Nucant Pseudopeptides Do Not Translocate Into the Nucleus

Additional file 4

Nucant pseudopeptides do not translocate into the nucleus.

Figure 5S. Entry of HB-19 and related Nucant pseudopeptides into the cytoplasm but not into the nucleus of human breast cancer cells.

Subconfluent MDA-MB 231 cells plated in eight-well glass slides were incubated (37°C, 5 hours) with biotinylated HB-19, N3 or N7 (each at 10 M concentration). PFA/Triton fixed cells were then processed for immunofluorescence microscopy using rabbit anti-biotin and FITC conjugated goat anti-rabbit IgG. Nuclei were colored with DAPI. Like other surface nucleolin ligands, HB-19 and related Nucant pseudopeptides enter cells by an active process and become accumulated in the cytoplasm without translocating to the nuclei ([1-5]; and unpublished data). In these studies cells were fixed with PFA/Triton before confocal laser immunofuorescence microscopy. The lack of Nucant entry into the nuclei was also observed in PFA/Triton fixed leukemia cells in which Nucant results in cell killing as soon as 16-24 hours after treatment (see Main text). In such leukemia cells, biotinylated N3 or N7 enter the cytoplasm but they do not translocate into the nuclei of cells (Main text, Figure 8). In contrast to these observations, N6L has been claimed to enter the nuclei of MDA-MB 231 cells [6]. We believe that this latter is an artifact due to the experimental conditions that 2 were used to fix cells with methanol/acetone, which appear to permeabilize the nuclear membrane and modify localization of Nucant during fixation of cells. Moreover, a strong fluorescent N6L signal in the cytoplasm could falsely be interpreted as a nuclear signal, since detection of immunofluorescence was carried out simply by using a fluorescence microscope [6]. Fixation of cells with PFA/Triton and confocal laser immunofluorescence microscopy could have clearly demonstrated that the results obtained after methanol/acetone fixation are artifactual.

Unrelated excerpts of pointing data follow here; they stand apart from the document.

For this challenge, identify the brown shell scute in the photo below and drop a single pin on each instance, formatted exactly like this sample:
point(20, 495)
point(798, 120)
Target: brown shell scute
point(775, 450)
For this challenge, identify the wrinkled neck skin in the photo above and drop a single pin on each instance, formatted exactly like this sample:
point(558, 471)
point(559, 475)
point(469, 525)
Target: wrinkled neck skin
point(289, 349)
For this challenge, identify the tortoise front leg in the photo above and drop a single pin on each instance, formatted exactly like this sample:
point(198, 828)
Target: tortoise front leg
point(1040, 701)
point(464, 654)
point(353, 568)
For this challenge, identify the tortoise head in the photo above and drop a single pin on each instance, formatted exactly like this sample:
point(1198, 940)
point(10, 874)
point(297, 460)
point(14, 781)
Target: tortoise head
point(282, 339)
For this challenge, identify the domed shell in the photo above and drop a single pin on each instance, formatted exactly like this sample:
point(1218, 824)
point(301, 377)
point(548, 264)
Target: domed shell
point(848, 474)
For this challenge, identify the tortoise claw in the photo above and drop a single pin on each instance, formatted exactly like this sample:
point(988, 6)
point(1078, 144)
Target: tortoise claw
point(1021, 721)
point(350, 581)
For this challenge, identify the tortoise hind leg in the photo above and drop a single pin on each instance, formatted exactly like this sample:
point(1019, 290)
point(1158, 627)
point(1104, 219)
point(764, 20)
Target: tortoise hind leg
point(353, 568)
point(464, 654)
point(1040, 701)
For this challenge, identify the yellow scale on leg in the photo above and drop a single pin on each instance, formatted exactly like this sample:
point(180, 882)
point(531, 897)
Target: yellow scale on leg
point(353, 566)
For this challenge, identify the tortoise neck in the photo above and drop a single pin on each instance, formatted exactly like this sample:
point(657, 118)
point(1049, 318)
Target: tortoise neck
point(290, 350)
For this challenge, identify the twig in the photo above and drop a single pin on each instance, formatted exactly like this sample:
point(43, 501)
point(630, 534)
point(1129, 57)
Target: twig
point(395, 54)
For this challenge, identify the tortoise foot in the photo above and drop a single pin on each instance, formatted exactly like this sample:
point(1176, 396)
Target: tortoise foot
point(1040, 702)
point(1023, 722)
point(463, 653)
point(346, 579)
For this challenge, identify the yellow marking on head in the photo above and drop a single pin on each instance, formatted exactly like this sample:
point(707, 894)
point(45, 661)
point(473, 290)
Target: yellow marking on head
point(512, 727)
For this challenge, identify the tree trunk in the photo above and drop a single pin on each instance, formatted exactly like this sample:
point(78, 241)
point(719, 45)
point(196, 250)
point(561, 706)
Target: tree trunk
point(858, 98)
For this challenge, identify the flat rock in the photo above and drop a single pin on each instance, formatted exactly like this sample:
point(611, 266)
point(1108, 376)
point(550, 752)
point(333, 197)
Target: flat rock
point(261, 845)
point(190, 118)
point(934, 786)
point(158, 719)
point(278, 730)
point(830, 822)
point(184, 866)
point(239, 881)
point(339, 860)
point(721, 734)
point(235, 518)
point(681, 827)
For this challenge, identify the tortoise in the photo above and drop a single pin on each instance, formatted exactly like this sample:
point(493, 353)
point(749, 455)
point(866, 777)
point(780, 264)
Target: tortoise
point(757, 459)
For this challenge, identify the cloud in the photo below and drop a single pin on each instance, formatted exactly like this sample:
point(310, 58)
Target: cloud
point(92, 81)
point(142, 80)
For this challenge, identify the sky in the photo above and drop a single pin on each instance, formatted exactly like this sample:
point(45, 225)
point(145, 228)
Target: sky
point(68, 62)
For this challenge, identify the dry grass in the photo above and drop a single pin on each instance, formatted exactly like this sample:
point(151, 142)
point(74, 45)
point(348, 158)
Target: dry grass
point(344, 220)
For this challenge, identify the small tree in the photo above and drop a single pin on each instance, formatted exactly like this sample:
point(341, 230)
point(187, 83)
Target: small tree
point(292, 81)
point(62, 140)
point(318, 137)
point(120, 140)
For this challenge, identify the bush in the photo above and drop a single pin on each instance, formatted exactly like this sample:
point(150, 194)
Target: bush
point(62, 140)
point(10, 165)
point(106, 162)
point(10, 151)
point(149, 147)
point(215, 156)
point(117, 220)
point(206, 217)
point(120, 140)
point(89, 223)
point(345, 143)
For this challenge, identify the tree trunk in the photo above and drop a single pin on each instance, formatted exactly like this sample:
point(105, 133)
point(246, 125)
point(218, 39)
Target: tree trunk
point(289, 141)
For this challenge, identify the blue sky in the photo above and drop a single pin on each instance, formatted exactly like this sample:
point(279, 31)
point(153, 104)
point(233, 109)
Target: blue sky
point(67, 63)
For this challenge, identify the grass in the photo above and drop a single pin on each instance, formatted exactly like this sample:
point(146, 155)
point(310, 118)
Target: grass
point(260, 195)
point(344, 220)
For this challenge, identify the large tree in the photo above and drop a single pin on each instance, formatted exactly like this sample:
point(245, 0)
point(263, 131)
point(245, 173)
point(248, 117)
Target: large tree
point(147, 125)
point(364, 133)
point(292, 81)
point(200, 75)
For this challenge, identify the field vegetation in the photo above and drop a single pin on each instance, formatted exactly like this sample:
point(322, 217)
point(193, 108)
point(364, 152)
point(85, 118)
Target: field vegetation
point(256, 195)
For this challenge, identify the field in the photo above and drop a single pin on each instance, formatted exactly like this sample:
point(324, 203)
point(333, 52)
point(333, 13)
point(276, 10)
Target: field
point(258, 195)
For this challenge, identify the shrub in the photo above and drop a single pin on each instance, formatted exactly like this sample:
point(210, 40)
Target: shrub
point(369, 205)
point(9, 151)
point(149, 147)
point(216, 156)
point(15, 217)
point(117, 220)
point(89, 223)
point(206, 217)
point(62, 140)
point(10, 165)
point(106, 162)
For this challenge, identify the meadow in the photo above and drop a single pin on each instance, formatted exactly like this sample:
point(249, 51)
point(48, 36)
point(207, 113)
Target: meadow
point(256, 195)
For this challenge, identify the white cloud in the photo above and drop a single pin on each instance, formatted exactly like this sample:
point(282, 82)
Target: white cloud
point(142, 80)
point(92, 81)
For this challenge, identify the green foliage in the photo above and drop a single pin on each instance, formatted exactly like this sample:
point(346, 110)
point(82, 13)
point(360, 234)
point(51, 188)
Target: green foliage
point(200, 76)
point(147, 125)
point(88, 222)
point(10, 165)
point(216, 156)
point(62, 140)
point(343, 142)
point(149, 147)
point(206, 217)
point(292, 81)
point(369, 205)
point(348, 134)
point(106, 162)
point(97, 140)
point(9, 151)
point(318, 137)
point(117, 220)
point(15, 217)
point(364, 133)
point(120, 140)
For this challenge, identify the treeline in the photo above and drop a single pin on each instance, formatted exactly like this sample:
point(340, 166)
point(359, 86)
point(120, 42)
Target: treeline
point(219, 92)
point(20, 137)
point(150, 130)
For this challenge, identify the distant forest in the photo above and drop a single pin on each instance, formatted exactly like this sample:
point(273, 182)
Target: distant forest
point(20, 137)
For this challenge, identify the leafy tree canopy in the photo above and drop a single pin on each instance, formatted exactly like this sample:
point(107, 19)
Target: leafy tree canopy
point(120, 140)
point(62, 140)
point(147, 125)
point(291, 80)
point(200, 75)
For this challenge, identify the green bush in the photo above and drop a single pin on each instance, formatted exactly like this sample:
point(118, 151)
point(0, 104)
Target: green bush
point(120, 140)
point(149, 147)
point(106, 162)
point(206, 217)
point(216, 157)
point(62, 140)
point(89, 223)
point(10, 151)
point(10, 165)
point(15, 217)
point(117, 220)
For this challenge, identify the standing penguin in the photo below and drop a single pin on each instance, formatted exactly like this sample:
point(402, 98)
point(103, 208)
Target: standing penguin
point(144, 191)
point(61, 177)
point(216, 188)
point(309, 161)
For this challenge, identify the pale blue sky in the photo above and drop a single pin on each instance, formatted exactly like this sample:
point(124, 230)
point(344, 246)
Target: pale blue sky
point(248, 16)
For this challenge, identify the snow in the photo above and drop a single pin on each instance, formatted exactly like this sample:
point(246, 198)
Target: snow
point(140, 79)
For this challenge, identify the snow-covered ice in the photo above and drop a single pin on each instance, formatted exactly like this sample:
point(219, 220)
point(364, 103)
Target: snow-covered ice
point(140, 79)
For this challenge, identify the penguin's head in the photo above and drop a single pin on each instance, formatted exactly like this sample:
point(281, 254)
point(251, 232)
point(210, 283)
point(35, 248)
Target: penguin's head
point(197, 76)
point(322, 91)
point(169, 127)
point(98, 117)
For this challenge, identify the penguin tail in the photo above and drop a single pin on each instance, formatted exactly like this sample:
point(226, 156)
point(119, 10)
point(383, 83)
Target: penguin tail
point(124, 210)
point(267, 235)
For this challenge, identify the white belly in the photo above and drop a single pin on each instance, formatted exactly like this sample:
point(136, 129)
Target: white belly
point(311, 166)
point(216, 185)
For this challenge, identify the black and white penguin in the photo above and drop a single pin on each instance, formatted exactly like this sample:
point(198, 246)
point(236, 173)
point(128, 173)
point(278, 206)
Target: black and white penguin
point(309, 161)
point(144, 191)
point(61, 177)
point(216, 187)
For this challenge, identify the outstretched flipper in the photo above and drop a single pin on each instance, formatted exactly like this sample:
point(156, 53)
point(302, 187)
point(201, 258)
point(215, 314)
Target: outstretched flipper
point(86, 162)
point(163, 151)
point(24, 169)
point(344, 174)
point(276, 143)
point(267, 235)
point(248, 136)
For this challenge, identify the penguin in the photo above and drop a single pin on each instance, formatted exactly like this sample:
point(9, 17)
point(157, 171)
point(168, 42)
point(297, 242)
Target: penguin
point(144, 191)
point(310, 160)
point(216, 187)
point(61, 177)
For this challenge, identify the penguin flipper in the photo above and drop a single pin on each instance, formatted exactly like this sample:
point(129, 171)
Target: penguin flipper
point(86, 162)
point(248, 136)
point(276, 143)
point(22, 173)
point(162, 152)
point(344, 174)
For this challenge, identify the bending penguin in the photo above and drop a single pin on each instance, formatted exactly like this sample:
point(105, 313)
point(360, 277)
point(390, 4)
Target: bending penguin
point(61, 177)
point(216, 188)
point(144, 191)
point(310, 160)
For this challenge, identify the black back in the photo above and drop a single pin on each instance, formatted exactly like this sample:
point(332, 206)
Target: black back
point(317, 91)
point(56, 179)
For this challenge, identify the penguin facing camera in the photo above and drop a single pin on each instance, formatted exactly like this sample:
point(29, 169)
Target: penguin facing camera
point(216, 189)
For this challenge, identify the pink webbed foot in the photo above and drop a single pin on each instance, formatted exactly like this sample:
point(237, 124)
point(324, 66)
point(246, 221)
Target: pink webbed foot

1. Said AE, Krust B, Nisole S, Briand JP, Hovanessian AG: The anti-HIV cytokine midkine binds the cell-surface-expressed nucleolin as a low affinity receptor. J Biol Chem 2002, 277:37492-37502. 2. Said EA, Courty J, Svab J, Delbé J, Krust B, Hovanessian AG: Pleiotrophin inhibits HIV infection by binding the cell surface expressed nucleolin. FEBS J 2005, 272:4646-4659. 3. Destouches D, El Khoury D, Hamma-Kourbali Y, Krust B, Albanese P, Katsoris P, Guichard G, Briand JP, Courty J, Hovanessian AG: Suppression of tumor growth and angiogenesis by a specific antagonist of the cell-surface expressed nucleolin. PLoS ONE 2008, 3(6): e2518. 4. Legrand D, Vigie K, Said EA, Elass E, Masson M, Slomianny MC, Carpentier M, Briand JP, Mazurier J, Hovanessian AG: Surface nucleolin participates in both the binding and endocytosis of lactoferrin in target cells. Eur J Biochem 2004, 271:303-317. 5. Hovanessian AG: Midkine is a cytokine that inhibits HIV infection by binding to the cell surface expressed nucleolin. Cell Res 2006, 16:174-181. 6. Destouches D, Page N, Hamma-Kourbali Y, Machi V, Chaloin O, Frechault S, Birmpas C, Katsoris P, Beyrath J, Albanese P, Maurer, M, Carpentier, G, Strub, JM, Van Dorsselaer, A, Muller, S, Bagnard, D Briand, JP, Courty, J: A Simple Approach to Cancer Therapy Afforded by Multivalent Pseudopeptides That Target Cell- Surface Nucleoproteins. Cancer Res 2011, 71(3296-3305).